Девочки легли рано. Джейн решила, что они что-то затеяли. У обеих днем были пятна красной краски на пальцах. Обе утверждали, что не знают, откуда пришли. И потом эти игры «в переодевания». Не так, как раньше. Всегда они старались выглядеть старше, таскали ее пудреницу, надевали ее туфли на высоком каблуке. Это происходило вполне безобидно. Составная часть полового созревания, невинная репетиция женственности.

Теперешние переодевания были совсем другими: с втискиванием в одежду, из которой девочки давно выросли. Сестры явно хотели казаться моложе. Может, это глубоко спрятанный страх взросления?

Джейн Эльспет дала себе слово проштудировать в библиотеке книжки по детской психологии. Когда подкуется – поболтает с дочерьми. Как женщина с женщинами. Она уже исполнила несколько лет назад материнский долг с «бабочками и птичками», когда у них начались менструации. Но это что-то другое. Может быть, парень – Тони? Может, он что-то уже сделал? Преуспел? Преуспел физически?

Не шокированы ли они собственной реакцией? Не тоска ли это по былой невинности?

Должна ли она поговорить с матерью мальчика? «После разговора с девочками», – решила Джейн. Как же им объяснить, что «потребности» их естественные, но должны быть подавлены до времени?

Может, брать их в походы? Увлечь каким-то хобби? Физически изматывающим хобби. Быть матерью нелегко, а тут еще и Рэндольфа нет целыми днями. Не с кем обсудить все эти дела. С Рэндольфом, вообще-то, о вопросах секса все равно не поговоришь толком. Уж сколько лет, как они не. Как с сердцем начались проблемы.
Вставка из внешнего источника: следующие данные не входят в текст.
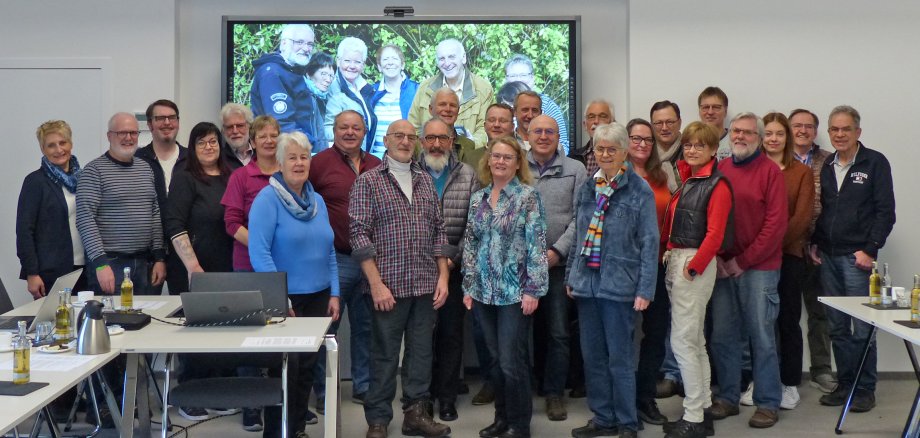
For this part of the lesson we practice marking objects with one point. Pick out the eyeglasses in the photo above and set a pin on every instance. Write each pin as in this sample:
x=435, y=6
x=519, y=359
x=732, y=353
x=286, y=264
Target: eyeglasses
x=669, y=123
x=161, y=119
x=301, y=43
x=442, y=139
x=746, y=132
x=637, y=140
x=502, y=157
x=693, y=146
x=401, y=136
x=125, y=134
x=205, y=143
x=542, y=131
x=606, y=151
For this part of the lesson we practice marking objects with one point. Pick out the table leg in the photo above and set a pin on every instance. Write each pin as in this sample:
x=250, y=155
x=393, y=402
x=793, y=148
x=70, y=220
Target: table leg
x=862, y=362
x=333, y=401
x=910, y=429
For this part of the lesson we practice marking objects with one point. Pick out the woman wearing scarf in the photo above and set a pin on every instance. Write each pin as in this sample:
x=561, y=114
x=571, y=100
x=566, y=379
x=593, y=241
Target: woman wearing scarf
x=504, y=255
x=47, y=242
x=289, y=232
x=612, y=268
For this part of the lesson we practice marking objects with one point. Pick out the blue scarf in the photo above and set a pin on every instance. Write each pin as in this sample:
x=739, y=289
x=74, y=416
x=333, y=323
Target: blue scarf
x=59, y=177
x=301, y=207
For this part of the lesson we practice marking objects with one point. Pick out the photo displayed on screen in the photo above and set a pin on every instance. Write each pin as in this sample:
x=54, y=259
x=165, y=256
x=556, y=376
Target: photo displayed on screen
x=306, y=73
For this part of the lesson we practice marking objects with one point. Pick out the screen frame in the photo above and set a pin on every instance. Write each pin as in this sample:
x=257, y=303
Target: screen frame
x=574, y=21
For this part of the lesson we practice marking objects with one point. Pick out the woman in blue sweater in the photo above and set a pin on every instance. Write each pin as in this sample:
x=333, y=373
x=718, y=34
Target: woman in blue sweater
x=289, y=232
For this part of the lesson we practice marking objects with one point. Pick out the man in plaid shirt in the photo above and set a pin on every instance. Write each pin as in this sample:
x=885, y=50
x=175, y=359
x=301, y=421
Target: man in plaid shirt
x=398, y=237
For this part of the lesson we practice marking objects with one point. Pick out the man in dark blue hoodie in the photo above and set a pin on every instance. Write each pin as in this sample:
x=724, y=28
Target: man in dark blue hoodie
x=278, y=86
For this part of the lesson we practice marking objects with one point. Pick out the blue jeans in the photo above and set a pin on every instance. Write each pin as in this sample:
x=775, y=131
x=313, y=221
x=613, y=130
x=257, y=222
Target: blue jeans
x=551, y=335
x=506, y=331
x=607, y=331
x=749, y=302
x=840, y=277
x=359, y=320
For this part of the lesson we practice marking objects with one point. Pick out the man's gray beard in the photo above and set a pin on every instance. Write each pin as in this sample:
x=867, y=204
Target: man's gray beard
x=434, y=163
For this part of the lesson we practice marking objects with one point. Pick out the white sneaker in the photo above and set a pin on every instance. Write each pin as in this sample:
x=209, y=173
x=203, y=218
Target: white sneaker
x=791, y=398
x=747, y=397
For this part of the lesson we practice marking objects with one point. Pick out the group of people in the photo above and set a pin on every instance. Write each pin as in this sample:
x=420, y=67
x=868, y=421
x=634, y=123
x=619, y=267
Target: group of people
x=646, y=219
x=305, y=91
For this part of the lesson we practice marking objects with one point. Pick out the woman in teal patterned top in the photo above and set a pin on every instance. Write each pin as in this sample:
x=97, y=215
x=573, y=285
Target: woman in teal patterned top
x=505, y=272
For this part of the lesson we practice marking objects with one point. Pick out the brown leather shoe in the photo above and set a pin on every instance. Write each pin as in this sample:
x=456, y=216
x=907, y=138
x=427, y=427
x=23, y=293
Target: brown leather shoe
x=763, y=418
x=418, y=422
x=721, y=409
x=377, y=431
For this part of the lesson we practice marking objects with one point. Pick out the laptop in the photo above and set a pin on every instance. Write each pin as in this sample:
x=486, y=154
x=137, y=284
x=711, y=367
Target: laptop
x=226, y=308
x=273, y=286
x=48, y=307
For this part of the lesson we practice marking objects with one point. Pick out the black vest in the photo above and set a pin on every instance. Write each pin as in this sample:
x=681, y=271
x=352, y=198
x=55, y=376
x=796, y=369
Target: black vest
x=688, y=229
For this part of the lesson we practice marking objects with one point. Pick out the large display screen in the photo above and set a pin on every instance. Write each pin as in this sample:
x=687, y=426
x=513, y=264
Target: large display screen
x=304, y=72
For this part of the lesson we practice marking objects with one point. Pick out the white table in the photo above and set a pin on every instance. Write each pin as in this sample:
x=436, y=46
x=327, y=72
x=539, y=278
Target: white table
x=884, y=320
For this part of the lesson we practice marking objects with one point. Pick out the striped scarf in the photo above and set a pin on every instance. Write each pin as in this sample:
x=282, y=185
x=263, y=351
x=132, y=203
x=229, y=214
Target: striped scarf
x=592, y=246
Да и всегда это случалось недостаточно часто, не так, как хотелось бы, даже в медовый месяц. Иногда, часто ей в голову приходила мысль, что сердце – удобный предлог для уклонения от неприятных обязанностей.

Рэндольфу по-своему повезло. Джейн диву давалась, как это так бывает, когда не нужно. Жить без потребности. Быть нечувствительным к дикому зову плоти. Не хотеть испытать радость страсти. Не хотеть, до боли, быть заполненной и переполненной. Об этом лучше не думать.